Patient safety and risk management in medical laboratories: theory and practical application

Ada Aita, Andrea Padoan, Giorgia Antonelli, Laura Sciacovelli, Mario Plebani


Patient safety, defined by the Institute of Medicine (IOM) as “the prevention of harm to patients”, is the ultimate goal of medical laboratory services. Although it has been demonstrated that the error rate in medical laboratories is very low compared to the billions of tests daily performed, and that most of these errors rarely become unfavourable events, adverse outcome may occur and may also become the object of daily news. Risk management principles should therefore be considered as integral parts of laboratory in assuring quality and safety, so that they have become actual requirements (4.14.6) of International Organization for Standardization (ISO) 15189:2012, the international standard for accreditation of medical laboratories.

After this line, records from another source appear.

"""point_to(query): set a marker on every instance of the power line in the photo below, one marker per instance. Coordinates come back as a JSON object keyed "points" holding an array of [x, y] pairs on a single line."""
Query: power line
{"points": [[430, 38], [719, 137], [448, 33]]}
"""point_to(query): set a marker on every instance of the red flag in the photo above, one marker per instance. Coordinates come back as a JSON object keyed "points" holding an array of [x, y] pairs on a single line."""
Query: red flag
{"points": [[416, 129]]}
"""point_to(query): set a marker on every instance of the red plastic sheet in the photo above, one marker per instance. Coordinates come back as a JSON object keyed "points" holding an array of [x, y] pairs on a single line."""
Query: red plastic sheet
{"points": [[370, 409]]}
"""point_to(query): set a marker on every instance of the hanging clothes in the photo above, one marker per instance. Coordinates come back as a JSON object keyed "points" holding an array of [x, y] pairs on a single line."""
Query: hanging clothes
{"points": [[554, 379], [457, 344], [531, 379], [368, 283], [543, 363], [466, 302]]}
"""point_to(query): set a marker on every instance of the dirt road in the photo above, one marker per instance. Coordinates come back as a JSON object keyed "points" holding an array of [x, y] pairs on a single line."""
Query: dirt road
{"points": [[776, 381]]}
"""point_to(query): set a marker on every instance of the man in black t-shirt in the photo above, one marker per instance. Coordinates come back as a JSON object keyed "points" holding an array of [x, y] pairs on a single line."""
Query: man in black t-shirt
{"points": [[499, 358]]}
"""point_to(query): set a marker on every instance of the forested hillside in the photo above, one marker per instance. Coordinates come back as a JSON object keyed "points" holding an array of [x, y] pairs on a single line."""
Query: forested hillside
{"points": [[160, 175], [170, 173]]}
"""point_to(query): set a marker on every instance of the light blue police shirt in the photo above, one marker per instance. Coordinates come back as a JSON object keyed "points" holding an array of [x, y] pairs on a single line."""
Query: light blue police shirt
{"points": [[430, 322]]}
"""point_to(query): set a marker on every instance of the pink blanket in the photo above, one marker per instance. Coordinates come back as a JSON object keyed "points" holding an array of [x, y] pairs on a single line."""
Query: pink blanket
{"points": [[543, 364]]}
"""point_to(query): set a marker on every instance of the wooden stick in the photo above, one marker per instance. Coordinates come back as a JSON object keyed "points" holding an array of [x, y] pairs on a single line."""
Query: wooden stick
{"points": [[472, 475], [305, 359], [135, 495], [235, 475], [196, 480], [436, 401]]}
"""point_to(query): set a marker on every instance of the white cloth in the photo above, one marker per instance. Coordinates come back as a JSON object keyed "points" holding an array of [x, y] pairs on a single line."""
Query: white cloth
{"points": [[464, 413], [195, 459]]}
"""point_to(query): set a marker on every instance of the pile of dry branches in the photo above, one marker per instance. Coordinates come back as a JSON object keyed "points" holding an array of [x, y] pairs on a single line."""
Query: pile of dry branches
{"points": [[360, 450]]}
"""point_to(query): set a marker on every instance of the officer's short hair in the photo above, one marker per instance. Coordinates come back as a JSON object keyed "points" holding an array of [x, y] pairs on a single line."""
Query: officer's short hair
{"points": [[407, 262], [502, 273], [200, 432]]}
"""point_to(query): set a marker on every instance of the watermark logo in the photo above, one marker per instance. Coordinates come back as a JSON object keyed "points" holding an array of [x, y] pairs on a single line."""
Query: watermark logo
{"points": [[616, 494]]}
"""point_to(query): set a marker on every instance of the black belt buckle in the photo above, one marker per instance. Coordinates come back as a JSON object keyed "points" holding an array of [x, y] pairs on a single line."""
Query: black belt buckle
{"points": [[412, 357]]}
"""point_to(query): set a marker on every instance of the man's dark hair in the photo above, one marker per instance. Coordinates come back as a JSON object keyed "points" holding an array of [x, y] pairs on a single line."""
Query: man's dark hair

Risk is no longer thought in negative sense, but becomes a tool to identify improvement opportunities and preventing negative outcomes. ISO/TS 22367 and some Clinical and Laboratory Standards Institute (CLSI) guidelines (i.e., EP18-A2 and EP23-A) introduce risk management principles and they can be used for driving application of ISO 15189 as a system for reducing laboratory error and improving patient safety. Laboratory goals, organization within which the laboratory operates along with available resources, are all key elements for selecting the technique to be used for risk assessment. However, although different approaches have been suggested, failure modes and effects analysis (FMEA) is the most commonly applied. There are currently few reports on active use of risk management tools in medical laboratories. Some of these are limited to risk identification and estimation steps, whilst others report corrective measures without verifying their effectiveness. Risk management, however, is a process consisting of three main phases (i.e., risk identification, estimation and control), and should hence embrace all its phases to achieve its goal, that is ensuring patient safety. This paper summarizes the principles of risk management process applied to clinical laboratory and discusses some practical applications available in the literature.